6. Keyakinan kelas merupakan nilai-nilai kebajikan (prinsip-prinsip) universal yang disepakati
bersama secara universal, lepas dari latar belakang suku, negara, bahasa maupun agama. Keyakinan
kelas bersifat lebih 'abstrak' daripada peraturan, yang lebih rinci dan konkrit. Pernyataan keyakinan
kelas senantiasa dibuat dalam bentuk positif.

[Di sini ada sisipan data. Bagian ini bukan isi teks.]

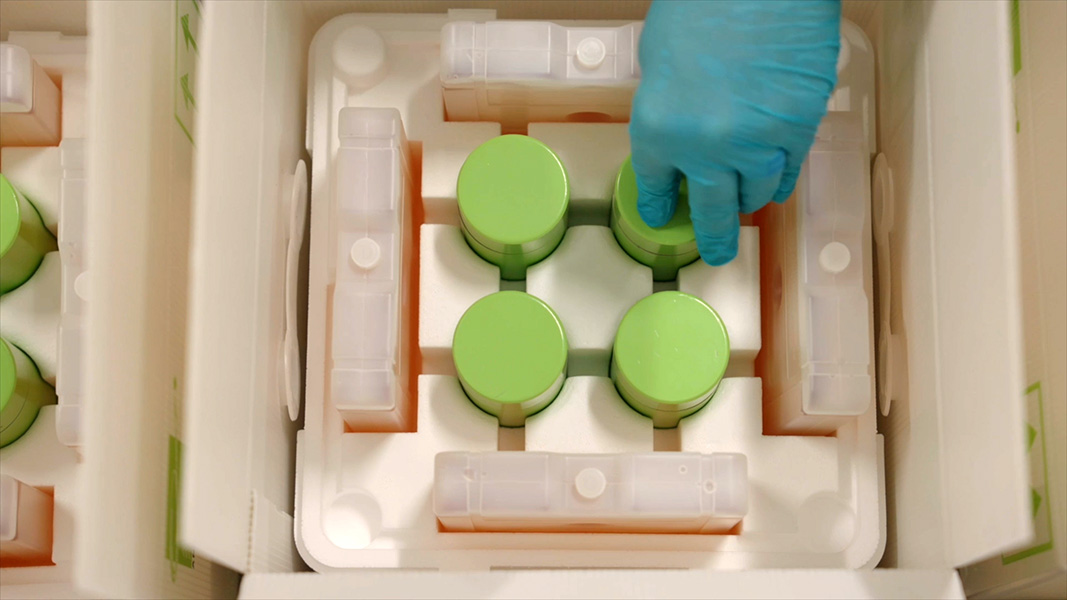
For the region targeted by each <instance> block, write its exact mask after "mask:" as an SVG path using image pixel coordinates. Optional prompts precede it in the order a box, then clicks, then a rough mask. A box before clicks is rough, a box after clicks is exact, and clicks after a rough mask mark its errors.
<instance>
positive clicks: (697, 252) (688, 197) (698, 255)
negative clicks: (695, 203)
mask: <svg viewBox="0 0 1067 600" xmlns="http://www.w3.org/2000/svg"><path fill="white" fill-rule="evenodd" d="M611 231H612V232H615V239H617V240H618V241H619V246H621V247H622V249H623V250H625V251H626V254H630V256H631V257H632V258H634V259H635V260H637V262H638V263H641V264H642V265H648V266H649V267H652V279H653V280H655V281H672V280H674V279H676V278H678V270H679V269H681V268H682V267H684V266H686V265H688V264H689V263H692V262H694V260H696V259H697V258H699V257H700V251H698V250H697V236H696V234H695V233H694V231H692V221H690V220H689V194H688V189H687V186H686V183H685V179H682V184H681V185H680V186H679V190H678V208H675V209H674V216H673V217H671V220H670V221H669V222H668V223H667V224H666V225H664V226H662V227H650V226H649V225H647V224H646V223H644V221H642V220H641V216H640V215H639V214H638V212H637V178H636V177H635V176H634V167H633V164H632V163H631V161H630V159H628V158H627V159H626V162H623V163H622V167H621V168H620V169H619V174H618V176H616V178H615V199H614V200H612V201H611Z"/></svg>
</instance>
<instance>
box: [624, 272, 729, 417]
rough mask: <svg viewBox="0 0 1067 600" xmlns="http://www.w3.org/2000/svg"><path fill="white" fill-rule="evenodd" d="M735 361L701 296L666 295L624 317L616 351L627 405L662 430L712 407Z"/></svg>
mask: <svg viewBox="0 0 1067 600" xmlns="http://www.w3.org/2000/svg"><path fill="white" fill-rule="evenodd" d="M729 362H730V338H729V336H728V335H727V328H726V326H724V325H723V323H722V319H721V318H720V317H719V315H718V313H716V312H715V310H713V309H712V307H711V306H708V305H707V303H705V302H704V301H703V300H701V299H699V298H697V297H696V296H689V295H688V294H682V293H681V291H660V293H658V294H653V295H652V296H649V297H648V298H644V299H643V300H641V301H640V302H638V303H637V304H634V306H633V307H631V309H630V311H628V312H627V313H626V315H625V316H624V317H622V322H621V323H619V331H618V333H617V334H616V336H615V347H614V349H612V352H611V379H612V380H614V381H615V386H616V389H617V390H618V391H619V394H620V395H621V396H622V398H623V399H624V400H626V404H628V405H630V406H631V407H632V408H633V409H634V410H636V411H637V412H639V413H641V414H643V415H646V416H650V417H652V424H653V425H654V426H655V427H657V428H671V427H675V426H678V422H679V420H681V419H682V417H683V416H687V415H690V414H692V413H695V412H697V411H698V410H700V409H701V408H703V407H704V405H706V404H707V401H708V400H711V399H712V396H713V395H714V394H715V390H716V389H717V388H718V385H719V381H721V380H722V376H723V375H724V374H726V370H727V363H729Z"/></svg>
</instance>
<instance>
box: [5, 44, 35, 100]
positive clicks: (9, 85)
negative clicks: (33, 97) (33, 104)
mask: <svg viewBox="0 0 1067 600" xmlns="http://www.w3.org/2000/svg"><path fill="white" fill-rule="evenodd" d="M0 73H3V77H2V78H0V112H30V111H31V110H33V59H31V58H30V52H28V51H27V50H26V48H21V47H19V46H16V45H14V44H0Z"/></svg>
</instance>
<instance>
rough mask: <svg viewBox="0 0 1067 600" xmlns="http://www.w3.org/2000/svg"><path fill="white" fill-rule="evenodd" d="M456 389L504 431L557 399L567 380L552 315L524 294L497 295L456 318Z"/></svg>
mask: <svg viewBox="0 0 1067 600" xmlns="http://www.w3.org/2000/svg"><path fill="white" fill-rule="evenodd" d="M452 359H453V360H455V361H456V372H457V374H458V375H459V379H460V383H461V384H462V385H463V390H464V391H465V392H466V394H467V396H468V397H469V398H471V400H472V401H473V402H474V404H475V405H477V406H478V408H480V409H481V410H483V411H485V412H488V413H490V414H493V415H496V417H497V419H498V420H499V421H500V425H503V426H505V427H522V426H523V425H524V424H525V422H526V417H527V416H529V415H531V414H534V413H536V412H538V411H540V410H542V409H543V408H545V407H546V406H548V405H550V404H552V400H554V399H555V398H556V395H557V394H558V393H559V390H560V389H561V388H562V386H563V379H564V378H566V376H567V334H566V333H564V332H563V323H562V322H561V321H560V320H559V317H558V316H557V315H556V313H555V312H554V311H553V310H552V309H550V307H548V305H547V304H545V303H544V302H543V301H541V300H540V299H538V298H535V297H534V296H530V295H529V294H526V293H525V291H498V293H496V294H492V295H490V296H487V297H484V298H482V299H481V300H478V301H477V302H475V303H474V305H472V306H471V307H469V309H467V311H466V313H464V314H463V316H462V317H461V318H460V322H459V325H457V326H456V333H455V335H453V337H452Z"/></svg>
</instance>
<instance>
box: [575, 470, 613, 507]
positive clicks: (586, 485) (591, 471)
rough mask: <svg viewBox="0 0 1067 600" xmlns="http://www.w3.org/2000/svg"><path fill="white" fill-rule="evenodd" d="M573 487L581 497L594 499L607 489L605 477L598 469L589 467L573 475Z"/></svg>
mask: <svg viewBox="0 0 1067 600" xmlns="http://www.w3.org/2000/svg"><path fill="white" fill-rule="evenodd" d="M574 488H575V490H577V492H578V495H580V496H582V498H584V499H586V500H595V499H598V498H600V496H601V495H602V494H603V493H604V490H605V489H607V477H605V476H604V473H603V472H601V470H600V469H593V468H592V467H589V468H587V469H583V470H582V471H579V472H578V474H577V476H575V477H574Z"/></svg>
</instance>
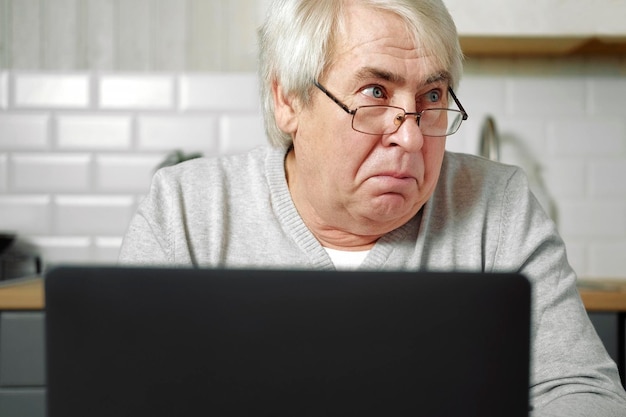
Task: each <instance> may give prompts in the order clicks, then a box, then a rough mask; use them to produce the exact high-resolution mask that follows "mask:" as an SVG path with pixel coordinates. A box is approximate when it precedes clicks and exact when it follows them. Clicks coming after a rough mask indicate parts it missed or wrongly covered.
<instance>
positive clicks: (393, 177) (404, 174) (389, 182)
mask: <svg viewBox="0 0 626 417" xmlns="http://www.w3.org/2000/svg"><path fill="white" fill-rule="evenodd" d="M370 180H371V181H373V182H374V183H375V184H377V185H378V186H380V187H382V188H383V189H386V190H388V191H387V192H400V191H402V190H406V187H410V186H414V185H415V184H416V183H417V180H416V179H415V177H413V176H411V175H408V174H404V173H390V172H387V173H380V174H377V175H374V176H372V177H370Z"/></svg>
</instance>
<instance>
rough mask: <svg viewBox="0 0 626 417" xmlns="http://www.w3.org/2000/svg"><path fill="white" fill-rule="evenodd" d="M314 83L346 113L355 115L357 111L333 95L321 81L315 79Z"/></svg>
mask: <svg viewBox="0 0 626 417" xmlns="http://www.w3.org/2000/svg"><path fill="white" fill-rule="evenodd" d="M313 84H315V86H316V87H317V88H319V89H320V90H321V91H322V93H324V94H326V96H328V98H329V99H331V100H332V101H334V102H335V103H337V105H338V106H339V107H341V108H342V109H343V110H344V111H345V112H346V113H348V114H351V115H354V113H356V110H350V108H349V107H348V106H346V105H345V104H343V103H342V102H341V101H339V99H338V98H337V97H335V96H333V95H332V94H331V93H330V91H328V90H327V89H325V88H324V87H323V86H322V85H321V84H320V83H318V82H317V80H313Z"/></svg>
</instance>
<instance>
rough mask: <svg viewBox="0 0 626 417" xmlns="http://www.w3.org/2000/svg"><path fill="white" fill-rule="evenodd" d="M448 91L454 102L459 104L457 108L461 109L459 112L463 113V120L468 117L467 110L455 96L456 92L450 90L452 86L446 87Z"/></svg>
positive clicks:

7. Segitiga restitusi. Restitusi memberikan kesempatan kepada murid untuk disiplin positif,
memulihkan diri dari kesalahan sehingga memiliki tujuan yang jelas. Penekanannya pada cara
mereka menghargai nilai-nilai kebaikan yang diyakini, bukan berperilaku untuk menyenangkan
orang lain. Restitusi membantu murid untuk jujur pada dirinya sendiri dan mengevaluasi dampak
dari kesalahan yng dilakukan. Restitusi memberikan penawaran bukan paksaan. Sangat penting bagi
guru menciptakan kondisi yang membuat murid bersedia menyelesaikan masalahnya dan berbuat
lebih baik lagi. Guru dapat menggunakan kalimat seperti “Semua orang pasti pernah berbuat salah”,
bukan malah menyudutkan dengan memperjelas kesalahannya. Terdapat tiga langkah pada restitusi
atau kita kenal dengan segitiga restitusi, yaitu 1) menstabilkan identitas; 2) validasi tindakan yang
salah;3) menanyakan keyakinan. Karena terdiri dari tiga langkah restitusi sehingga pada akhirnya
disebut segitiga restitusi.

Dari semua hal diatas yang paling menarik bagi saya adalah peran guru sebagai seorang manajer yang
menerapkan segitiga restitusi dalam menangani permasalah anak, ini adalah sesuatu hal yang baru dan sangat
menarik buat saya. dan setelah di paraktikkan hasilnya ternyata sangat posotif.